So I am fiddling around with this too in R and rstan. I am getting something similar to your errors

Divergences:
57 of 4000 iterations ended with a divergence (1.425%).
Try increasing ‘adapt_delta’ to remove the divergences.
Tree depth:
0 of 4000 iterations saturated the maximum tree depth of 14.
Energy:
E-BFMI indicated no pathological behavior…

when I run the model like this

fit ← stan(model_code= model1,
data = school,
chains=4, iter=2000, refresh=0,
seed=12345, cores = 6,
init = “random”,
control=list(stepsize=0.001, adapt_delta=0.9999, max_treedepth = 14)

Just to make sure I understand your parameter block

parameters {
real mu; // location
real<lower=0> tau; // measurement of noise
real<lower=0> dvar[J]; // unknown variance of test scores
real<lower=0, upper=1> theta[J]; // ??
}
EDIT: Figured out theta. Sorry!

So on your stan model I’d recommend loading up the bayesplot library and taking a look at the following plots

posterior_fit ← as.array(fit)
np_fit ← nuts_params(fit)
head(np_fit)

color_scheme_set(“darkgray”)
mcmc_parcoord(posterior_fit, np = np_fit, regex_pars = c(“dvar”))
mcmc_parcoord(posterior_fit, np = np_fit, regex_pars = c(“theta”))
mcmc_parcoord(posterior_fit, np = np_fit, regex_pars = c(“tau”,“theta”))

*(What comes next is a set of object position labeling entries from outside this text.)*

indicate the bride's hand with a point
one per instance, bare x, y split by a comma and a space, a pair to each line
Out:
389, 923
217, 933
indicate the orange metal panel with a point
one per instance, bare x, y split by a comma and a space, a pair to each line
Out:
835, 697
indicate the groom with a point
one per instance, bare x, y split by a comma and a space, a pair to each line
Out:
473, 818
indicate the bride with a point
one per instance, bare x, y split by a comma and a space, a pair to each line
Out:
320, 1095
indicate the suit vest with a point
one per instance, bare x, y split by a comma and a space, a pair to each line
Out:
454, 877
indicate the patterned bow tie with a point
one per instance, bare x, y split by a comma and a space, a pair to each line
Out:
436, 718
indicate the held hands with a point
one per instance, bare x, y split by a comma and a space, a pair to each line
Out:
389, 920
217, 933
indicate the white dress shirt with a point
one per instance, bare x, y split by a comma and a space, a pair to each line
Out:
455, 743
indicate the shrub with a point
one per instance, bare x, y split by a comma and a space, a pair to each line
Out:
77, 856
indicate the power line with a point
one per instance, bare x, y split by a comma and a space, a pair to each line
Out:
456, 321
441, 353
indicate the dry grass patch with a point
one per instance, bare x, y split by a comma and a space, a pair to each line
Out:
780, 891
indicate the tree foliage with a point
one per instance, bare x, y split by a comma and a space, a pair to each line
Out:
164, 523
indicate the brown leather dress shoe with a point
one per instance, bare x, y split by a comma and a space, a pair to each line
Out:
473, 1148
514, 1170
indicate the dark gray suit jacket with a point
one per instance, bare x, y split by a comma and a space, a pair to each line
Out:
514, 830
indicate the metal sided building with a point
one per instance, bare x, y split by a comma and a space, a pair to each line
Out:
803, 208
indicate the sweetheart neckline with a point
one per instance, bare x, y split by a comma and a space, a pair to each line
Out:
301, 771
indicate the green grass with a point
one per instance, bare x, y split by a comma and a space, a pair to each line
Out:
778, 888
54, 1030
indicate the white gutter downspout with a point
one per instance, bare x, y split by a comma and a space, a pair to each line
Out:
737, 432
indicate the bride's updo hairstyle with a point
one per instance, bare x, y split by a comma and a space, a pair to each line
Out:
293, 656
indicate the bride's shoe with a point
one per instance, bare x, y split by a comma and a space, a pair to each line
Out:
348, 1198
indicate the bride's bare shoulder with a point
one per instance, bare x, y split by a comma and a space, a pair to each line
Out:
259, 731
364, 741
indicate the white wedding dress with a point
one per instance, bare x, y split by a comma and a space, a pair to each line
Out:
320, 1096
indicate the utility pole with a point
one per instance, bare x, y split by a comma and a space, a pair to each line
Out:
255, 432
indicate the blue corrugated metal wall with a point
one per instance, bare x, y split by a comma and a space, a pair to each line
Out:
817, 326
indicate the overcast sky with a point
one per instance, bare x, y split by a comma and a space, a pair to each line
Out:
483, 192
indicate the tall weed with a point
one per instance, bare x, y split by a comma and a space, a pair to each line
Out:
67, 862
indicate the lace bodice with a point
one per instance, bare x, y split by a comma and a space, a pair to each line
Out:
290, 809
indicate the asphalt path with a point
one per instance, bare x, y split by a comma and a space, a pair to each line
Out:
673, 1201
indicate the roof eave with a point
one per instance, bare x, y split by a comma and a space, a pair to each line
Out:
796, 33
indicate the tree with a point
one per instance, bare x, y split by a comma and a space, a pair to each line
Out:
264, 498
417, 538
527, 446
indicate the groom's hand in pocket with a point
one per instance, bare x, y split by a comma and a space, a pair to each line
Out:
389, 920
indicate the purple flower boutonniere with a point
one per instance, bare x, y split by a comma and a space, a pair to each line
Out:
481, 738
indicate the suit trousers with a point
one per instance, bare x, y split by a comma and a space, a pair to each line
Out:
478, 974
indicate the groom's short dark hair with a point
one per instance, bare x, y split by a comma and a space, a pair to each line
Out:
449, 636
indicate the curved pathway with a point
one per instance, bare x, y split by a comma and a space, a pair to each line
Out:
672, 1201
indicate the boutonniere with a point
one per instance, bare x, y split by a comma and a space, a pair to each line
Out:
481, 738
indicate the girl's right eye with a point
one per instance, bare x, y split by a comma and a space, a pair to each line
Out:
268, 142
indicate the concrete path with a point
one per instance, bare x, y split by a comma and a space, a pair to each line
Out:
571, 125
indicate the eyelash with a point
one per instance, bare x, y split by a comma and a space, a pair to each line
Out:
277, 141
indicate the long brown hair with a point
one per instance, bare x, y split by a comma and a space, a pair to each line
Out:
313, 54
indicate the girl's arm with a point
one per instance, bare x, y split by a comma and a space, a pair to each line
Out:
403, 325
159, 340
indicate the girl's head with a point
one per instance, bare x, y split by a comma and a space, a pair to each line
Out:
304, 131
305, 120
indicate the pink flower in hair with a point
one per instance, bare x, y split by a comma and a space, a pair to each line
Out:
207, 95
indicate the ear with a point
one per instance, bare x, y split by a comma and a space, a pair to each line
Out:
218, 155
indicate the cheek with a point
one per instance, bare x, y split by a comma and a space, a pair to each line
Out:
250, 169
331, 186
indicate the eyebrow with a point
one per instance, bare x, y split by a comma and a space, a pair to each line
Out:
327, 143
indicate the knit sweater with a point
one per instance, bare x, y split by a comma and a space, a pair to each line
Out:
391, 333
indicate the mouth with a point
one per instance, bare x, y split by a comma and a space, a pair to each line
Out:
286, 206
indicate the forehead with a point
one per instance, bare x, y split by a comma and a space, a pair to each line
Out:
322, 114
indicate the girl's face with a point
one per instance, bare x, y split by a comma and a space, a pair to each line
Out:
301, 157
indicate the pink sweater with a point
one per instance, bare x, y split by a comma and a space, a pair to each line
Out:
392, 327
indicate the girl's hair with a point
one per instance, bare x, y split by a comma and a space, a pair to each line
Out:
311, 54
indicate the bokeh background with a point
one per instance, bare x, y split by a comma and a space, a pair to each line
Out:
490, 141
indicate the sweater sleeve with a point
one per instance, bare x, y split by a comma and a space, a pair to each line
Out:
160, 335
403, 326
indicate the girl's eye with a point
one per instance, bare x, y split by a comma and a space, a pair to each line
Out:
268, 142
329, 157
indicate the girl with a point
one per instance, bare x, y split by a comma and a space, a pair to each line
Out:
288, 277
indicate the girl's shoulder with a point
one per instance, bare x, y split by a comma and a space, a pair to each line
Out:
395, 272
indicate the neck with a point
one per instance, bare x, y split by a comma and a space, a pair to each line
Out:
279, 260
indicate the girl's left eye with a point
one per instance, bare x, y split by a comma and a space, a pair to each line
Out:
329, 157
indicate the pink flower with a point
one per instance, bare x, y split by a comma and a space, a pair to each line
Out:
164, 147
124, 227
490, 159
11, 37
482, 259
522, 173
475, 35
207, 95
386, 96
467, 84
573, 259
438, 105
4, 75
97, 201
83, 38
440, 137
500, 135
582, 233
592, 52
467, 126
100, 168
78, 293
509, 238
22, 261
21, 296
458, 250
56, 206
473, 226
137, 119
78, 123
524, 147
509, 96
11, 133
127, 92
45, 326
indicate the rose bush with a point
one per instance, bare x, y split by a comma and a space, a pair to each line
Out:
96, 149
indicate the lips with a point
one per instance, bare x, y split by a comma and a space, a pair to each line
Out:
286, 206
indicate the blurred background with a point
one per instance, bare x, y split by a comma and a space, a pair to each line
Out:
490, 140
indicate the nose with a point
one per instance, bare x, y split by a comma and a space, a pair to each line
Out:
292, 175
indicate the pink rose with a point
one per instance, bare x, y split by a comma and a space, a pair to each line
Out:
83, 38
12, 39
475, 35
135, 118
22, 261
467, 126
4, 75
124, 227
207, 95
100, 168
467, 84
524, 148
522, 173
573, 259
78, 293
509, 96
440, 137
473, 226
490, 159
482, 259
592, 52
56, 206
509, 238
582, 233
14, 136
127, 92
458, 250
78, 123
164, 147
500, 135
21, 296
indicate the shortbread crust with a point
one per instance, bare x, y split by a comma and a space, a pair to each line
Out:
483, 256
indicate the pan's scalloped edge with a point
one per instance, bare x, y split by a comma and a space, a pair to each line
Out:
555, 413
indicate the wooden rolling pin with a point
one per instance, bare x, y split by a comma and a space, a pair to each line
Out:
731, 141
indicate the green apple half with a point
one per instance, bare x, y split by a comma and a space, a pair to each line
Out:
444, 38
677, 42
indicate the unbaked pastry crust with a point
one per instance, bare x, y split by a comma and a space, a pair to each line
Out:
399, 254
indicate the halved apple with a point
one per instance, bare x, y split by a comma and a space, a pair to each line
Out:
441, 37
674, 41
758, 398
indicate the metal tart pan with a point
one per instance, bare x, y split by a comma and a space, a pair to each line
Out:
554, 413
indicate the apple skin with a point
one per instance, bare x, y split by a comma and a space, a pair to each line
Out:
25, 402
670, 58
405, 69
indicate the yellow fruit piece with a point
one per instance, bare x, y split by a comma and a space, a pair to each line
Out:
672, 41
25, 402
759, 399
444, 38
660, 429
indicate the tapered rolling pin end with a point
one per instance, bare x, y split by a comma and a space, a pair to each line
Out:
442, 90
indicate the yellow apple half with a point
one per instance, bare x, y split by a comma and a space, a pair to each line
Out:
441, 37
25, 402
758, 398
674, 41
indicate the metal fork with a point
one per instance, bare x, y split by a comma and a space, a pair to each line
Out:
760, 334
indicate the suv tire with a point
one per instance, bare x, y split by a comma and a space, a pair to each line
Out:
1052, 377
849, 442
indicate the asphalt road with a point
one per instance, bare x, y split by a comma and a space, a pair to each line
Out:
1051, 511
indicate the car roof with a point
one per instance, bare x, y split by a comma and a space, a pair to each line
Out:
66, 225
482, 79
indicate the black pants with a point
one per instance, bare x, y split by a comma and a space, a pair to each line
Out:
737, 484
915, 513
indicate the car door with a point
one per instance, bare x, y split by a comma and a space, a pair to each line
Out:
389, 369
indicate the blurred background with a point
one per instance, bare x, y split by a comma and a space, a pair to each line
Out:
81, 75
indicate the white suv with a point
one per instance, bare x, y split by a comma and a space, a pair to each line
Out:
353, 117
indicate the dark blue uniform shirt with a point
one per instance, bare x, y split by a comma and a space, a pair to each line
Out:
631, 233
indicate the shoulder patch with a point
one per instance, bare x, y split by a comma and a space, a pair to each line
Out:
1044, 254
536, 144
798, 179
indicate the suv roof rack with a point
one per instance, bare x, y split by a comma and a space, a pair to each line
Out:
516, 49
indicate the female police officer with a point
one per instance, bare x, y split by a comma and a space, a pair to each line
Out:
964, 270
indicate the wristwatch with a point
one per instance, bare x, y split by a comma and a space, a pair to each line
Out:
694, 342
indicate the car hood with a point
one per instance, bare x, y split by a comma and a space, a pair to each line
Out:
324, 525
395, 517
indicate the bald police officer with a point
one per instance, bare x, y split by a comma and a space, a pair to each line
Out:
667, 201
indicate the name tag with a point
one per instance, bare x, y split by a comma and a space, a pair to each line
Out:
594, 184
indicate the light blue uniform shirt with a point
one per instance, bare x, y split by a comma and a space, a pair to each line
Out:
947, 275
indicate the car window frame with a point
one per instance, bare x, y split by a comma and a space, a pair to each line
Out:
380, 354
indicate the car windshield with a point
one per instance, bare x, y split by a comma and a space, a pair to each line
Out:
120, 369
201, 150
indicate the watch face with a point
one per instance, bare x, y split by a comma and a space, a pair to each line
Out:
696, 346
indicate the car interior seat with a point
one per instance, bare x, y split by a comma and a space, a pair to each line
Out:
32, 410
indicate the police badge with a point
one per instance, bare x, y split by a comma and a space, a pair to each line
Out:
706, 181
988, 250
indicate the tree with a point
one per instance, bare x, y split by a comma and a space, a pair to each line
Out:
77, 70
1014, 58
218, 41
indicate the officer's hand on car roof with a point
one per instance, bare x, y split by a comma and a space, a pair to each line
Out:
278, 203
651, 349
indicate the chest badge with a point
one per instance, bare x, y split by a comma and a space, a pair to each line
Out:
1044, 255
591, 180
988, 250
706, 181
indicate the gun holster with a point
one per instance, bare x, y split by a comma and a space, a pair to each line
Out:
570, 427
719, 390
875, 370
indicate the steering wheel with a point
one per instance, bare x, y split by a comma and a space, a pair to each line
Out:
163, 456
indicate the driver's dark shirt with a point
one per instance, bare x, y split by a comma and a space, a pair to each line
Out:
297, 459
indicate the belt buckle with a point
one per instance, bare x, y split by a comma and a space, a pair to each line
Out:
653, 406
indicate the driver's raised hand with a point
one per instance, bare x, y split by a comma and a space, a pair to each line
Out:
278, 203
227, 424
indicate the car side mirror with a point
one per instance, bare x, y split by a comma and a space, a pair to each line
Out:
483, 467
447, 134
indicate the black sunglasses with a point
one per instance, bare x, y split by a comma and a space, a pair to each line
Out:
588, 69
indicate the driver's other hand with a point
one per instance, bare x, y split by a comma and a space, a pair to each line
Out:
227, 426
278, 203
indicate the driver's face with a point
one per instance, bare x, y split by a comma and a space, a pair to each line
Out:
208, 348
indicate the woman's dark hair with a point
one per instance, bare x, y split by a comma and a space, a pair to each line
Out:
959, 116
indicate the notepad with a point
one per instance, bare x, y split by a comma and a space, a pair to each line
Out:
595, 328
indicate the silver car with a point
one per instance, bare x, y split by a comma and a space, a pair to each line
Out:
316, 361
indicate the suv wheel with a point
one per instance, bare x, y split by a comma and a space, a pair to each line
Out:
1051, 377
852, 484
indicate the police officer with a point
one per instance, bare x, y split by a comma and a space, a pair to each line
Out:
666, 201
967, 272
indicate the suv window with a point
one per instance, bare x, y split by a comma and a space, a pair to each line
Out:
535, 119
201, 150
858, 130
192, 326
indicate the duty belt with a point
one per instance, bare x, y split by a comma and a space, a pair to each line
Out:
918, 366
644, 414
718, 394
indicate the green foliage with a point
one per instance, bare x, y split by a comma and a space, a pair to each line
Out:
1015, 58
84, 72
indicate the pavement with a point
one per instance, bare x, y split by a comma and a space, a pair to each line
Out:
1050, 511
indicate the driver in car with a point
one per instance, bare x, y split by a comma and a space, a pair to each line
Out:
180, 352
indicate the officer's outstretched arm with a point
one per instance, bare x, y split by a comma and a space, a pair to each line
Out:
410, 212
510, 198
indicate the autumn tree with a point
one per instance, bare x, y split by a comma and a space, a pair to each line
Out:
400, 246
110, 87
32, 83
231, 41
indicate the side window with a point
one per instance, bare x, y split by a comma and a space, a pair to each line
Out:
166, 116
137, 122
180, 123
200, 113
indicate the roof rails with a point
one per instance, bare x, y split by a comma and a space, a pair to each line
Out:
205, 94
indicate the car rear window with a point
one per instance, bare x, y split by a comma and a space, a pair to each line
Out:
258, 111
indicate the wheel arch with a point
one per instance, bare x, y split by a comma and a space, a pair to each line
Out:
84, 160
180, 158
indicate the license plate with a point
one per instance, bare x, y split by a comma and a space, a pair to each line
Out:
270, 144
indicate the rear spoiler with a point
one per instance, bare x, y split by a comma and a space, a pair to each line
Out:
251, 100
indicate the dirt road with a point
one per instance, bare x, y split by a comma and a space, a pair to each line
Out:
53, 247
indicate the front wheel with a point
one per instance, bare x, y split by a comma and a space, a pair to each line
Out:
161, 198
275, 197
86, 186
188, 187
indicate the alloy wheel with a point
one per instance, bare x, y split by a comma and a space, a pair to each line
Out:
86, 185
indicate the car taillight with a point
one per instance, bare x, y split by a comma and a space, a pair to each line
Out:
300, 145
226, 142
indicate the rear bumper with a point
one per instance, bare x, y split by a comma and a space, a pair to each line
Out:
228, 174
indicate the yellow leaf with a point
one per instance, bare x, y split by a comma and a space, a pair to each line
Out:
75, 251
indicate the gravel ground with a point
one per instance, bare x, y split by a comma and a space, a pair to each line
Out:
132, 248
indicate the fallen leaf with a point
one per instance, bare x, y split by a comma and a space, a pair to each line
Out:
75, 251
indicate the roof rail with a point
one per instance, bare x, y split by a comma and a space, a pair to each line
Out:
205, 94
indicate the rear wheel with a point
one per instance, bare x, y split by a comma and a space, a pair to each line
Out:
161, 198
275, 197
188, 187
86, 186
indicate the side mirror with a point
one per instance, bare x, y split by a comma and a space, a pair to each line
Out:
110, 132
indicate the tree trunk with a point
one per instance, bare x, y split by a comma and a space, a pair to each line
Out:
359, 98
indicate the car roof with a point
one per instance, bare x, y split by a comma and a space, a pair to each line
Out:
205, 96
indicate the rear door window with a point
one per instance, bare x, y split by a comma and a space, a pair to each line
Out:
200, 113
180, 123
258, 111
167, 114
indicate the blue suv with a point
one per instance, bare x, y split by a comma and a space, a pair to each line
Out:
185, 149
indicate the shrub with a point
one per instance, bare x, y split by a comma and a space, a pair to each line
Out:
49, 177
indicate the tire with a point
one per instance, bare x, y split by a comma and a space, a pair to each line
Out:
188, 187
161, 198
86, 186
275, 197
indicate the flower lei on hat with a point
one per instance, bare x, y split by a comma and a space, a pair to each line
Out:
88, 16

color_scheme_set(“mix-blue-pink”)
p ← mcmc_trace(posterior_fit, pars = c(“mu”, “tau”), n_warmup = 300,
facet_args = list(nrow = 2, labeller = label_parsed))
p + facet_text(size = 15)

mcmc_pairs(posterior_fit, np = np_fit, pars = c(“mu”,“tau”,“theta[1]”),
off_diag_args = list(size = 0.75))

So I think there is some issues with tau if I am reading these plots correctly?